Większość warsztatów i wykładów dotyczących budowania lub wzmacniania poczucia własnej wartości zaczynam od pewnego rytuału. Rozdaję uczestnikom kartkę, na której zapisany jest początek zdania: „Kim jest …. ?” Proszę, żeby w wykropkowanym miejscu wpisać swoje imię, a potem odpowiedzieć na to pytanie. Zaznaczam, że nie chodzi o wykształcenie, wykonywane zawody ani pełnione funkcje. To ma być o „Tobie”, o tym co w sobie lubisz, co jest dla „Ciebie” ważne. Dlaczego odpowiedź przychodzi nam tak trudno? Miłości nie da się przedawkować… Czy troska o siebie jest egoizmem?
Dobry ojciec, troskliwa matka
Prawie zawsze mija sporo czasu, zanim ktoś odpowie na to pytanie. Znacznie łatwiej mówić o tym czego dokonaliśmy lub czego nie dokonaliśmy, określić poziom satysfakcji ze swojego życia w pracy lub w domu, wyliczyć sukcesy albo porażki… niż z życzliwością i sympatią spojrzeć na siebie. Jesteśmy przyzwyczajeni do określania siebie poprzez role i zadania, to one stają się dla nas wyznacznikiem tego, jak o sobie myślimy. Dobry ojciec, troskliwa matka, skuteczny menadżer, świetna menadżerka, oddany przyjaciel, przyjaciółka. Choć brzmi to bardzo dobrze i nie ma powodów, żeby podważać prawdziwość tych opinii – żadna z nich nie odpowiada na pytanie KIM JESTEM. Każda z nich dotyczy tego „jak sobie radzimy” według siebie lub według innych. Tak, jakby warunkiem naszego pełnowartościowego istnienia była lista oczekiwań, które musimy spełnić.
Dlaczego tak się dzieje?
Powodów jest co najmniej kilka. Od dzieciństwa obcujemy z systemem nagradzania za osiągnięcia i karania za ich brak. A jedną z najdotkliwszych kar dla dziecka, jest obojętność rodzica. Brak pełnego miłości i akceptacji spojrzenia. O wpływie naszych pierwszych doświadczeń, powstałych w związku z nimi przekonań i ich wpływu na dorosłe życie będę jeszcze pisała w oddzielnym tekście. Dzisiaj skupmy się na niektórych sposobach nagradzania i ich konsekwencjach. Świetne stopnie w szkole, odpowiednie zachowanie, osiągnięcia sportowe bardzo często są nagradzane słowami:
– kochana dziewczynka,
– dobry chłopiec,
– jesteś wspaniała,
– dzielne dziecko,
– zasłużyłaś na to, żeby być z siebie dumna,
– masz prawo być z siebie zadowolony.
Choć najczęściej rodzice wypowiadają te słowa w dobrych intencjach, w głowie małego człowieka tworzy się przekonanie, że to jaki jest zależy od tego, co robi. To może sprawić, że nawet w pełnym miłości domu bezwarunkowa miłość rodziców zostanie poddana
w wątpliwość. Dziecko, które potrzebuje jej jak powietrza zacznie używać własnych strategii, żeby ją otrzymać. Im więcej będę robił (robiła) tym bardziej będą mnie kochali. Kilkulatek nie rozumie różnicy pomiędzy chwaleniem zachowania i osoby. Trzeba włożyć dużo wysiłku, żeby mu to dobrze wytłumaczyć. Zawsze podkreślając, że „bez względu na to jak Ci poszło skarbie, jesteś tak samo kochany i wyjątkowy”.

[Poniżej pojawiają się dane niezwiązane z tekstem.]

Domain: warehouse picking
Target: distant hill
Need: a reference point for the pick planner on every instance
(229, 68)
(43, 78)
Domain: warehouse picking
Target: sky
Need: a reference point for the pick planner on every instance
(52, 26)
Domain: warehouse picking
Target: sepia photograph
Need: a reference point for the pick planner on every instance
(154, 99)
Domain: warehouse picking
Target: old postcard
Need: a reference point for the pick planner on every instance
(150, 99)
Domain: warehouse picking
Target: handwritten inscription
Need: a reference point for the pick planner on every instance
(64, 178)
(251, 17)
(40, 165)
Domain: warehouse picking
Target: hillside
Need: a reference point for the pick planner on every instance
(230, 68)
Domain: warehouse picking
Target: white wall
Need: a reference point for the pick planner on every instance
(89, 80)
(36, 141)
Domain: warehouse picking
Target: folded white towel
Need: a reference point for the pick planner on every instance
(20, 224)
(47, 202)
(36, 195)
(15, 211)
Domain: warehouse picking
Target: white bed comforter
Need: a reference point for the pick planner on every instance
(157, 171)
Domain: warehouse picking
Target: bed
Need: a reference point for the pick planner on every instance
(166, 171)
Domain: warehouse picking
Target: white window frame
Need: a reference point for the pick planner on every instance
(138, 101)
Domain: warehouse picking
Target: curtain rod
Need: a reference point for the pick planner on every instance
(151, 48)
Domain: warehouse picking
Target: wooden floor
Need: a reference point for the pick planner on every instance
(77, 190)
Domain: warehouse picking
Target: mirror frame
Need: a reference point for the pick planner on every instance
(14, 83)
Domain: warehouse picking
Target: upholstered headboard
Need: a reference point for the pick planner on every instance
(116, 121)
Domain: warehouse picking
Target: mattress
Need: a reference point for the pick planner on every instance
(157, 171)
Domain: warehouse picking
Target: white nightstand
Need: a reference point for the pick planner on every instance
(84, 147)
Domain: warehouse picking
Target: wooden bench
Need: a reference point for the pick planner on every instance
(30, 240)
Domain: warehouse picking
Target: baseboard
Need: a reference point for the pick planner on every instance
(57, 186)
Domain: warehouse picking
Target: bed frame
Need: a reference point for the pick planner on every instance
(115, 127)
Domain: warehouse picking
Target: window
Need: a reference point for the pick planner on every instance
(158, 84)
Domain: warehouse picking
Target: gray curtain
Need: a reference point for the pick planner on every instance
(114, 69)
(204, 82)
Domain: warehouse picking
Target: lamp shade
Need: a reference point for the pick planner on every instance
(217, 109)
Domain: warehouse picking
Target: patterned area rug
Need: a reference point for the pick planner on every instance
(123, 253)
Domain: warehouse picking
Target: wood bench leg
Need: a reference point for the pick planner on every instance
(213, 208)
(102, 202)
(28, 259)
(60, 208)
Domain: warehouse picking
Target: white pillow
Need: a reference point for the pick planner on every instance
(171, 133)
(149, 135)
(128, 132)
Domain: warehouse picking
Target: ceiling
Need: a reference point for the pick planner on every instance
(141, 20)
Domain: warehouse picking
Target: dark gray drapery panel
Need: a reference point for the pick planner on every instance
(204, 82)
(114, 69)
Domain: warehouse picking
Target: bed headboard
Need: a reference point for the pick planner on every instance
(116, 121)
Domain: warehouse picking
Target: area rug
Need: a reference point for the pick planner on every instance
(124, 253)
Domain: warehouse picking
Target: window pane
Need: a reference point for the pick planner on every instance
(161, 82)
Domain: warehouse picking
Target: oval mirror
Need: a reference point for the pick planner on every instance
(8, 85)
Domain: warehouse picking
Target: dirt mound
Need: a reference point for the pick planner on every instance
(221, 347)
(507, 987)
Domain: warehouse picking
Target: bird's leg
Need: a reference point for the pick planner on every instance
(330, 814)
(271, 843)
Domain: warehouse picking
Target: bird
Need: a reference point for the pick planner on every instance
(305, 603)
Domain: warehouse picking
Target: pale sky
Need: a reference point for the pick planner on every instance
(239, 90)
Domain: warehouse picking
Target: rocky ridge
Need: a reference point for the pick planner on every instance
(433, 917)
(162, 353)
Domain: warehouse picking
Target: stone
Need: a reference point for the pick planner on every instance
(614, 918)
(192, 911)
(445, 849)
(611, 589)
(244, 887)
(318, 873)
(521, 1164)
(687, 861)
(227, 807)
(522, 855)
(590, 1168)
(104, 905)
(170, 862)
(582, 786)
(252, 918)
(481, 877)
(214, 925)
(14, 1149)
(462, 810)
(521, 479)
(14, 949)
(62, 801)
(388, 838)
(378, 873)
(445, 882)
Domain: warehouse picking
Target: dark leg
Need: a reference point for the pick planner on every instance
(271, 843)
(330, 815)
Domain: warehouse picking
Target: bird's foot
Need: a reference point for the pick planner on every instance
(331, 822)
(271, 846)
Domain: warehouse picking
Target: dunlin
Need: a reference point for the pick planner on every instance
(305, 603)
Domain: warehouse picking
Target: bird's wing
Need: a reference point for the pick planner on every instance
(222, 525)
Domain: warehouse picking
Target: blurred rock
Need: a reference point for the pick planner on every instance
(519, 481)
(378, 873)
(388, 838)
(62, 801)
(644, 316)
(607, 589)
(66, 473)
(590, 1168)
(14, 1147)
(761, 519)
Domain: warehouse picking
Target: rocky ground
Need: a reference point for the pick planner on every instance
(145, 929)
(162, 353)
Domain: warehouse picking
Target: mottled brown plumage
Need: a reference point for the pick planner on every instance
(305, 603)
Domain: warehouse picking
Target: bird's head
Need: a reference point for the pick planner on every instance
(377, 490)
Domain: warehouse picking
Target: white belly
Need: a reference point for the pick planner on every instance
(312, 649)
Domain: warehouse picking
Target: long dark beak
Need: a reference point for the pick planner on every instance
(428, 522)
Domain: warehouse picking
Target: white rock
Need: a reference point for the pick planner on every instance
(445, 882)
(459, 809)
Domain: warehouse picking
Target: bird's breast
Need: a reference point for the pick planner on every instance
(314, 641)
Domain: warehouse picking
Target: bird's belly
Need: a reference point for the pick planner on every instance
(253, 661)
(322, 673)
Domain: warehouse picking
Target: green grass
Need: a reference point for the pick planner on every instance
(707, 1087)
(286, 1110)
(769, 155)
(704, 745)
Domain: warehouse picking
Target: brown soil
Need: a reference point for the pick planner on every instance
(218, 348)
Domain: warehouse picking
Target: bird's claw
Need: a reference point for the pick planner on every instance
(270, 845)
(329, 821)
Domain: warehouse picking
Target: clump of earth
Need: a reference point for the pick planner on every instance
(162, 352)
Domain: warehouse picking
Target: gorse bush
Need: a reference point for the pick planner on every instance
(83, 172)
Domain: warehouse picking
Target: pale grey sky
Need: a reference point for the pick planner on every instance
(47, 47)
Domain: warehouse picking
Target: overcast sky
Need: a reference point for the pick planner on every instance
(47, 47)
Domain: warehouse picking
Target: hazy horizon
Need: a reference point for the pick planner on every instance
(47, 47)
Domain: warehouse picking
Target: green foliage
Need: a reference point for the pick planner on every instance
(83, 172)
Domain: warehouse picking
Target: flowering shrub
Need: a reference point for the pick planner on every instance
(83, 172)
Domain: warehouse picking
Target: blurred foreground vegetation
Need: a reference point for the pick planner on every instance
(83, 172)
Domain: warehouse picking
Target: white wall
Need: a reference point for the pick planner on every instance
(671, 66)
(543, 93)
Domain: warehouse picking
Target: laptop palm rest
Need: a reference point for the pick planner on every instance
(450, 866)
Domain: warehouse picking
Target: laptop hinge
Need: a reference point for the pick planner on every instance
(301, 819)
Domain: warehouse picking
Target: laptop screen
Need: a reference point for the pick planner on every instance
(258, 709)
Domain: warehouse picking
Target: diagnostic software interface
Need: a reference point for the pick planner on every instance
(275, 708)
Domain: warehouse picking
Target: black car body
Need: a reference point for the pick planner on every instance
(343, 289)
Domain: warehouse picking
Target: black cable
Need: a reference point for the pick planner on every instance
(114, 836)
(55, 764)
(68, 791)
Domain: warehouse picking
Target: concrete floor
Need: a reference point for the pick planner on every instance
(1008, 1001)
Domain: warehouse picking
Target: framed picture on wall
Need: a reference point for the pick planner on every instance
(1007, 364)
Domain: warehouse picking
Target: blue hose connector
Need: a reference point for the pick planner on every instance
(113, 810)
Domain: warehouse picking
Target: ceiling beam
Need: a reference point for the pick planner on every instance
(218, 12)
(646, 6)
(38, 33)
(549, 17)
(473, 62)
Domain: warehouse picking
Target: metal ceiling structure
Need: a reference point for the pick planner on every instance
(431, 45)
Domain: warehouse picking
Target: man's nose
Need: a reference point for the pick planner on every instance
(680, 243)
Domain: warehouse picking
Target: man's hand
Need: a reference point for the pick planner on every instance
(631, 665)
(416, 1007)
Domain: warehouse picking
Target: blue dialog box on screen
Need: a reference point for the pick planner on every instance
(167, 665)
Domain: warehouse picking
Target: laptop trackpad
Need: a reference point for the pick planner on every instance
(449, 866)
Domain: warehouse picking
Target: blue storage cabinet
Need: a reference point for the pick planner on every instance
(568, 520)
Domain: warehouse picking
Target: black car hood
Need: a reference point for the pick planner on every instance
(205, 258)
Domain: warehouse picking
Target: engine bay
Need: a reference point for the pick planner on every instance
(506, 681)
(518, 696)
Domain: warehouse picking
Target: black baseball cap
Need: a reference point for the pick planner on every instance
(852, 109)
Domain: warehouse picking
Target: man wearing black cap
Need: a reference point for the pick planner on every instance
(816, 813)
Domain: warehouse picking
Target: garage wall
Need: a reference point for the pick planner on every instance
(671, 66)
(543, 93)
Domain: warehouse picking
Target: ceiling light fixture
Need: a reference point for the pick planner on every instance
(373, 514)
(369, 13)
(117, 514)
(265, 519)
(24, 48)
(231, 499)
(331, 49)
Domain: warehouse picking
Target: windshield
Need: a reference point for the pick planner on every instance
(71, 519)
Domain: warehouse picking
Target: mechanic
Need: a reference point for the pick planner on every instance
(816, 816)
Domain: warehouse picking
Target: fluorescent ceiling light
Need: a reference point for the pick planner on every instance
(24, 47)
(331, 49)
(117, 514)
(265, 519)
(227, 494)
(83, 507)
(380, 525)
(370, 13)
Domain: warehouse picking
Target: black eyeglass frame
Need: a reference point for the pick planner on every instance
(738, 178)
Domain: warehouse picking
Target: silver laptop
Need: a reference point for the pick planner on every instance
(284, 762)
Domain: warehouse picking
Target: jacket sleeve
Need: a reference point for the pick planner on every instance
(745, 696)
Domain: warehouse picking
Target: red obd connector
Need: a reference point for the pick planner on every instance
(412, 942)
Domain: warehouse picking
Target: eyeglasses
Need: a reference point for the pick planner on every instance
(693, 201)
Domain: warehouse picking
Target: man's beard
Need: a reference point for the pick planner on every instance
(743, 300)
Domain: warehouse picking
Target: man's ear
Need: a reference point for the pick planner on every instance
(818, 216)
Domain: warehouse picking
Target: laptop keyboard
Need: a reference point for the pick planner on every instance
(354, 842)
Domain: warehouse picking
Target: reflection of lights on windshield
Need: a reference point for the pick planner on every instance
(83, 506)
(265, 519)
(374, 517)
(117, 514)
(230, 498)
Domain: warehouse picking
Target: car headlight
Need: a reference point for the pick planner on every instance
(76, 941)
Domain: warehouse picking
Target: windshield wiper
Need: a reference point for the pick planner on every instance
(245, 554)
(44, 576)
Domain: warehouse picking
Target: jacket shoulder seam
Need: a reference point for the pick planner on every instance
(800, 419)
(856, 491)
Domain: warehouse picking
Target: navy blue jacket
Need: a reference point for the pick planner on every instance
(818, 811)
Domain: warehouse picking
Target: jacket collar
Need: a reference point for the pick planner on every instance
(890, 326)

Stereotypy jak „prawda oczywista”
Kolejnym powodem myślenia o sobie w kategorii ról i zadań są stereotypy i wzorce społeczno-kulturowe:
– jest kimś ten, kto coś osiągnął,
– kobieta, która nie jest matką musi być niespełniona,
– facet powinien utrzymać całą rodzinę,
– dzieci nadają sens naszemu życiu,
– mężczyzna nie powinien okazywać emocji,
– potrzeby innych powinny być ważniejsze, niż twoje własne,
– tylko egoiści myślą o sobie dobrze,
– chwalenie się jest zarozumialstwem,
– mówienie o uczuciach jest słabością,
– osiąganie celów jest w życiu najważniejsze,
– bycie dla siebie dobrym to rozczulanie się nad sobą.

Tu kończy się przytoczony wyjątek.